With any degree in the nursing field, there are clinical placements – but why? What do clinical placements mean for you and your degree? What value do they provide? And how are they done?
Law Insider defines clinical placements as any clinical rotations, internships, residencies, fellowships, and any other clinical training experience that a student undergoes as part of their health profession program. It is a period of practical clinical training with a provider, which satisfies the criteria for the relevant program, as set out in the definitive document.
Clinical placements are meant to help the budding medical professional in gaining real-world experience through hands-on learning. Under the guidance of a physician, an advanced nursing student pursuing a master’s degree in nursing would see and treat patients while being shadowed by a physician. It helps the student learn patient care and make medical decisions with oversight to prevent errors.
Many schools will help you find a local preceptor to do your clinical placement with, and that preceptor will be the one to guide you. The preceptor will also complete the forms for your school and help evaluate your progress and document your hours while supporting you.

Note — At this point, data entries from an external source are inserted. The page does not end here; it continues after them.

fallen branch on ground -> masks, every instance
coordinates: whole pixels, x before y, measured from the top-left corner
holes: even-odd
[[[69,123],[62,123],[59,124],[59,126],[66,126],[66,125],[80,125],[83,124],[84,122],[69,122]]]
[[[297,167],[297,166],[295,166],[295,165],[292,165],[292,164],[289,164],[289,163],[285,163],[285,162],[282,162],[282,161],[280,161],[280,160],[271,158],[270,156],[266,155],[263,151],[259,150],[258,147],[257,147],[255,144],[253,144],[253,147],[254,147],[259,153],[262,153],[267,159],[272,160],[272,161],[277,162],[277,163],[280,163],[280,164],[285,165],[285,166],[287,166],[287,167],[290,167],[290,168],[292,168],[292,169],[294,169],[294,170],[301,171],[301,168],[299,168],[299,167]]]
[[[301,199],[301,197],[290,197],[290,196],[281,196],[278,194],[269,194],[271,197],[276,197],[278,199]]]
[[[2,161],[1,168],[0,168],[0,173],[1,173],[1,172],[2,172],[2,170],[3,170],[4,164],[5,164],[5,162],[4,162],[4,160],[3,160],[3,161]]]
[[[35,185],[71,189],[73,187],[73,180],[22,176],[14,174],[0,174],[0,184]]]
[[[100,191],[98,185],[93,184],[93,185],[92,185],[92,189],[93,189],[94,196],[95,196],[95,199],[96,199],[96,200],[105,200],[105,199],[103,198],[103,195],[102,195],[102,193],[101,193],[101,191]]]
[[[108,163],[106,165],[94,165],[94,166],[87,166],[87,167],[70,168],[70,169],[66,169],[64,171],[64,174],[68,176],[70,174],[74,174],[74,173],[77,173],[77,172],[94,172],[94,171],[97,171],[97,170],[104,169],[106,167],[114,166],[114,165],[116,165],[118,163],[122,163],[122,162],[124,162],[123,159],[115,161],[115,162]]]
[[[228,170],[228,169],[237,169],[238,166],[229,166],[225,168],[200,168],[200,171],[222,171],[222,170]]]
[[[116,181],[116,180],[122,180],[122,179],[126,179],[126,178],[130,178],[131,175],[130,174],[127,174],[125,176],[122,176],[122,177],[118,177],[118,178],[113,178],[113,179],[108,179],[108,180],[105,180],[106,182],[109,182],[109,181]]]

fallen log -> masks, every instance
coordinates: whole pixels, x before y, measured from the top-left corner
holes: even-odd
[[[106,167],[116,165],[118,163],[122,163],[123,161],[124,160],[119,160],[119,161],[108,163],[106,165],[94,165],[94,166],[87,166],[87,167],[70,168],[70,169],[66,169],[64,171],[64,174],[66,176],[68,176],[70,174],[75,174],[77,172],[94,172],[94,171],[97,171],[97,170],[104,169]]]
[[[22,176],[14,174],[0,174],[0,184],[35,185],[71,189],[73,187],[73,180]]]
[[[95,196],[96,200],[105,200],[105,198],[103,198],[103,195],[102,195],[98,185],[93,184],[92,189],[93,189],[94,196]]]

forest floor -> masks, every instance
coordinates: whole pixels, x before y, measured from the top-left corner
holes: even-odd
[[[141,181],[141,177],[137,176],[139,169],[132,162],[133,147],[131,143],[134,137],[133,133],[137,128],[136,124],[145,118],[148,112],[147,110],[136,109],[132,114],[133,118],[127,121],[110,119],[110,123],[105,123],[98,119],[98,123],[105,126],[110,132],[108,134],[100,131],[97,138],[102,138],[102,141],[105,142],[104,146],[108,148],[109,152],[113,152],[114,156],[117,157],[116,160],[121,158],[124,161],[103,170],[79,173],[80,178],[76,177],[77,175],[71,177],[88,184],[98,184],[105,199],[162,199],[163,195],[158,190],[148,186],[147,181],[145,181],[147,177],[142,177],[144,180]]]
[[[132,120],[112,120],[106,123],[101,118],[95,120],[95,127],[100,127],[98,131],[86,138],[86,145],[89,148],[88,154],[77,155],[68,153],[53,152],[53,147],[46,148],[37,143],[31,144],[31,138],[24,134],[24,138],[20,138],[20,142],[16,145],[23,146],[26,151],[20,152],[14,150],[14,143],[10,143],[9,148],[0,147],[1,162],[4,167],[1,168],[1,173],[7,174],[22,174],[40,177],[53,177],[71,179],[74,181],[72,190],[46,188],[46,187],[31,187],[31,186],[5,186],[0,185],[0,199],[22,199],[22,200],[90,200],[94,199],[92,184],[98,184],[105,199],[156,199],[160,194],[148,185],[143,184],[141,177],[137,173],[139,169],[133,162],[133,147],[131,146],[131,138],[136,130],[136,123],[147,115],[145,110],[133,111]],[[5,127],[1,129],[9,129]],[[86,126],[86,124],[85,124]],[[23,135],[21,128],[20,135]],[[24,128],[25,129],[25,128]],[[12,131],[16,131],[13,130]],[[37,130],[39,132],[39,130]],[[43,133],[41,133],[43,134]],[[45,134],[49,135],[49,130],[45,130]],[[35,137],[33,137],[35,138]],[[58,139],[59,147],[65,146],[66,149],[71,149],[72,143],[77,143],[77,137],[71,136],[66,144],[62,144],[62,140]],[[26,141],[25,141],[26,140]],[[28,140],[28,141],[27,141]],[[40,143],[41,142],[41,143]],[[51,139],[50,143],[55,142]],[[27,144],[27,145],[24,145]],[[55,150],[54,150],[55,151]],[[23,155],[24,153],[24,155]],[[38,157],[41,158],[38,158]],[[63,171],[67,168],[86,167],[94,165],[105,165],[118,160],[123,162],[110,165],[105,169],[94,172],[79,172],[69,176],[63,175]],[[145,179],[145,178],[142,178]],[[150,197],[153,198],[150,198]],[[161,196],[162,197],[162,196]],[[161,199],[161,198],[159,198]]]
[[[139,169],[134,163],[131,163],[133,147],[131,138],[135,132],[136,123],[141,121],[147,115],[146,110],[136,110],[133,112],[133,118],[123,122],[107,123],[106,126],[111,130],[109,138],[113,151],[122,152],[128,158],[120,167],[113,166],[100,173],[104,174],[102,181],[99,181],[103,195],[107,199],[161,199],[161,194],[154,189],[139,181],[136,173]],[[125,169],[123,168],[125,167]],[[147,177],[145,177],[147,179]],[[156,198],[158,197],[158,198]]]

For example, the online MSN-FNP program from the University of Indianapolis will help place you with a local preceptor, even though you are attending courses online. This program only requires one clinical placement rotation, which can be great for anyone who is also working full-time.
Clinical placements can begin once any required background checks and physical exams are completed. Once those requirements are met, you must then meet the requirements of the clinical placement.

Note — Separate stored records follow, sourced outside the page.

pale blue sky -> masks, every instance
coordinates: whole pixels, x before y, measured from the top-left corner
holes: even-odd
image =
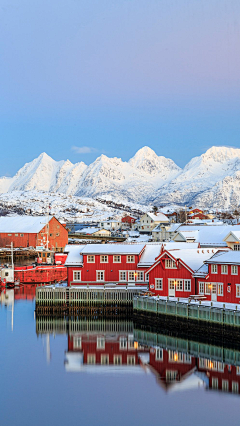
[[[0,61],[0,175],[240,147],[239,0],[0,0]]]

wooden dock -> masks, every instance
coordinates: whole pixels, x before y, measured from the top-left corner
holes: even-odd
[[[207,327],[221,326],[234,327],[240,330],[240,306],[225,307],[214,306],[207,302],[190,302],[183,300],[170,300],[169,298],[156,298],[149,296],[135,296],[133,310],[137,317],[144,315],[157,323],[158,318],[166,317],[179,322],[194,322]]]
[[[36,288],[37,315],[122,316],[133,313],[133,297],[143,287],[66,287]]]

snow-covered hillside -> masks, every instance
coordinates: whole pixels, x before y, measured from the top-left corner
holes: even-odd
[[[123,204],[226,209],[240,204],[240,149],[212,147],[183,170],[148,147],[128,162],[101,155],[89,166],[54,161],[42,153],[14,177],[0,178],[5,199],[11,198],[12,191],[53,192]]]

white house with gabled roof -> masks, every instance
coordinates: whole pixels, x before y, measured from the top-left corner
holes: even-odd
[[[157,225],[169,225],[169,219],[161,212],[147,212],[140,218],[139,232],[151,233]]]
[[[228,247],[232,250],[239,251],[240,250],[240,227],[239,231],[234,230],[227,234],[224,238],[224,241],[227,243]]]

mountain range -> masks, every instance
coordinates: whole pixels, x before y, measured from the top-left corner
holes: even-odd
[[[0,193],[12,191],[227,209],[240,204],[240,149],[214,146],[183,169],[149,147],[128,162],[101,155],[89,166],[42,153],[14,177],[0,178]]]

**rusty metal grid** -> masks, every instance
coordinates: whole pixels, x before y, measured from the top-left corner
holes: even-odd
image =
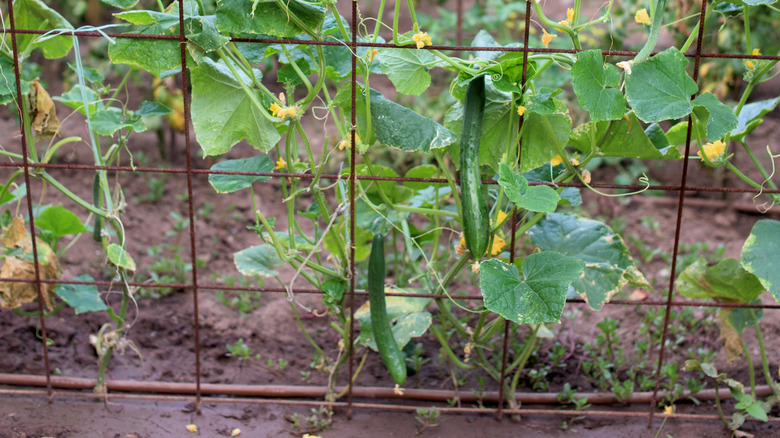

According to the University of Indianapolis, you should expect to meet your objectives and complete daily written assignments to show that they are met. There will also be evaluation forms to fill out. You will be expected to understand clinical protocols and document all clinical encounters with standards while under the supervision of your preceptor.
While participating in your clinical placement, you should reach out to your preceptor with any questions related to patient care or documentation. You should also expect daily feedback and for your preceptor to review and sign off on all clinical documentation.
Actual experiences will vary on where the clinical placement is and the field chosen, but the above expectations should be standard for any program. Working in the field before achieving your advanced nursing degree and certificate will help you gain the knowledge and skills to care for patients in your new role.
Clinical placements are vital to your role in patient care and should not be overlooked or dismissed. They are there to help you understand how to accurately care for patients and diagnose, treat and document that patient care.